EwanとJess Holt夫妻は娘Maggie の子育てのため、そして作家志望の夫の創作活動を支援するため、Jessの祖父の遺産でアパートから一戸建ての家に引っ越す決意をする。不動産屋に案内された邸宅は、Vermont州のBartleby郊外にある住民からBanebery Hallと呼ばれている邸宅。周囲を3メートルの塀で囲った広大な敷地に建つ3階建の古い豪邸。どう見ても彼等が考えていた予算の倍以上の価値がある邸宅、訝る彼等に不動産屋は、この物件が訳あり物件であることを伝える。この家の代々の所有者に悲劇的な出来事が起きていて、近隣住民からこの家は悪霊が棲み付いている家と言われ、買い手がつかないため彼等でも買えるほど売値が格安に設定されていた。夫妻は、念願の子供部屋や書斎、豪華な家具があることに惹かれて、過去に起きた出来事は気にしないし調べないことと2人で約束し、その家を購入する。
しかし、家に引っ越してくると、消したはずのシャンデリアが点灯していたり、誰もいない部屋でレコードが鳴っていたりする不可解な現象が起こる。

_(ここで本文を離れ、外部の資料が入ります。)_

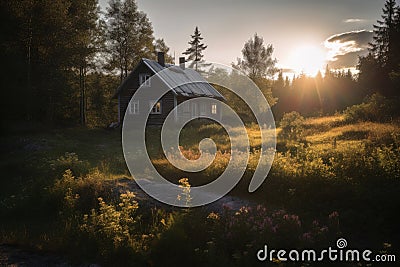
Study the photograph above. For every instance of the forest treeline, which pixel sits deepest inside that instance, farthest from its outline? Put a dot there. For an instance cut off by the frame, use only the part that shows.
(379, 72)
(61, 61)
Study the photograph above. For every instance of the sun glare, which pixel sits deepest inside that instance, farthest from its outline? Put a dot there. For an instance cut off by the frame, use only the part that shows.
(307, 59)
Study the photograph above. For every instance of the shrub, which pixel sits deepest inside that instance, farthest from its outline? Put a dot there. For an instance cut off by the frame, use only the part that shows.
(70, 161)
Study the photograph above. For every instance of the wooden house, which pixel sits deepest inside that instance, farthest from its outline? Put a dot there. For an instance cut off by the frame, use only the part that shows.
(183, 84)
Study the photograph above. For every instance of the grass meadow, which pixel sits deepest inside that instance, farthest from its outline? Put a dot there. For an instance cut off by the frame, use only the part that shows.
(61, 192)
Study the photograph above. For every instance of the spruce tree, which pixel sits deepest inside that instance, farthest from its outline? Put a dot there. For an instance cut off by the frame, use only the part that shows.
(383, 46)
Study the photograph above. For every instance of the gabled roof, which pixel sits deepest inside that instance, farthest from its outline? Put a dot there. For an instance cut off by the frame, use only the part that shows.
(185, 82)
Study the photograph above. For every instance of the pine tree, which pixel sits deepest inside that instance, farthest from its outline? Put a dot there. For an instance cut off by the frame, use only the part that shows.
(378, 69)
(195, 51)
(161, 46)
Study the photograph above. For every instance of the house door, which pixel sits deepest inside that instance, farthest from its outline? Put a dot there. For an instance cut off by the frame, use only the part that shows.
(195, 110)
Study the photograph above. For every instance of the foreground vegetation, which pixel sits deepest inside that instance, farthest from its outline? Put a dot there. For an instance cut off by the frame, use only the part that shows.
(329, 179)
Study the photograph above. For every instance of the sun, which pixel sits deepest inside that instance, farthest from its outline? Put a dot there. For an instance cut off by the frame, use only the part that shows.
(307, 59)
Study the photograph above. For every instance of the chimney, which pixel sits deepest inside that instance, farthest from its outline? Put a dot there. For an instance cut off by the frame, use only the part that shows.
(161, 58)
(182, 61)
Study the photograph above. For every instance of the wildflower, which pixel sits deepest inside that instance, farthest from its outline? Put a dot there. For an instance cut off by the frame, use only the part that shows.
(213, 216)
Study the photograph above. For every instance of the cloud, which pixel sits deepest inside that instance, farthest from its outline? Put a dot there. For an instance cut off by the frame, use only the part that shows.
(345, 48)
(354, 20)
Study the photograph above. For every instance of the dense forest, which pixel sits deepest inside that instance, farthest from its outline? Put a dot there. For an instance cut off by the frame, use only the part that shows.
(62, 61)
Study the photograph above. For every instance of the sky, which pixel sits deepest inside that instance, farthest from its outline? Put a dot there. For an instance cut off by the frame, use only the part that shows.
(306, 34)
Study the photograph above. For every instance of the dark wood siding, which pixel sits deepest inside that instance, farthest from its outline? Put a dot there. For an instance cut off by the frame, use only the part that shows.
(167, 101)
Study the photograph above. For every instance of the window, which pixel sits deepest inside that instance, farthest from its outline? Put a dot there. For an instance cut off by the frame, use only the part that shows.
(155, 107)
(186, 107)
(203, 109)
(214, 109)
(133, 107)
(144, 79)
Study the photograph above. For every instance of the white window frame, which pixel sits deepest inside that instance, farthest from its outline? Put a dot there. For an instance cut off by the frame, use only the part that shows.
(133, 107)
(153, 106)
(214, 109)
(144, 79)
(186, 107)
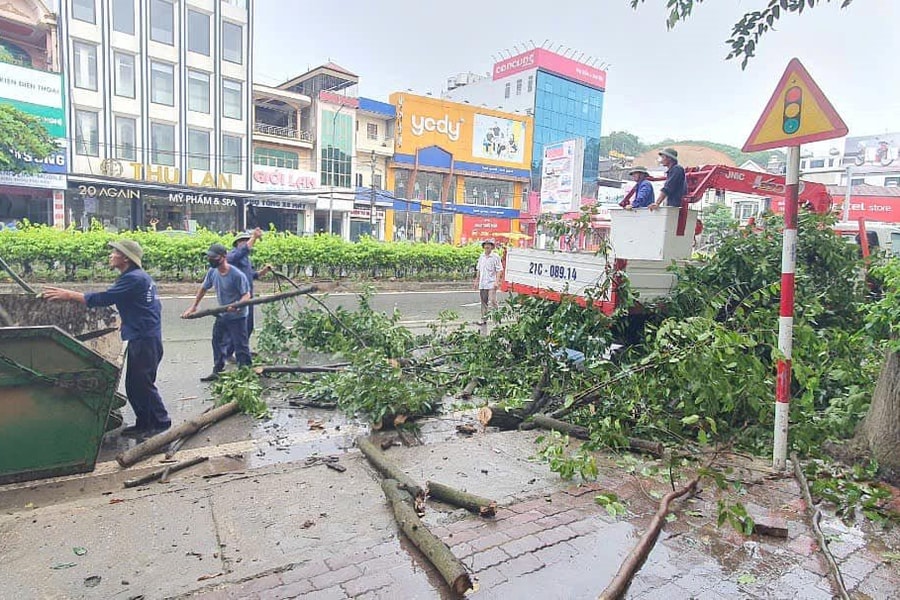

さらに、夜な夜な娘の寝室にやってくる娘にしか見えない幽霊、娘が幽霊のせいだと主張する屋内を徘徊する物音。身の危険を感じた彼らは20日後、身一つでその家から逃げ出す。
作家志望のEwanはその邸宅の恐怖体験を実話小説として出版する。彼が実話だと言い、実際に起こったことを書き記したと主張する小説は大ベストセラーとなる。
25年後、古い家のリフォームの仕事をするMaggie Holtは父親が亡くなりBanebery Hallを相続する、彼女は父親が書いた小説の中で幽霊が見え、幽霊に怯える娘と描かれていて、多くの人が彼女をそのように見ていることに苛立ちながら半生を過ごしてきた。彼女は、幽霊や怪奇現象などは信じていなかった。豪邸に戻った彼女は、父親が書いた小説は真実とは認めず、なぜ、一家は慌ただしく家を去ったのか真相を探ろうとする。だが、家に戻った彼女は、小説に書かれていた怪奇現象に遭遇、父親は書いたことは実際に起こったこと、幽霊など存在しないという確信が揺らぎ彼女は不安にかられる。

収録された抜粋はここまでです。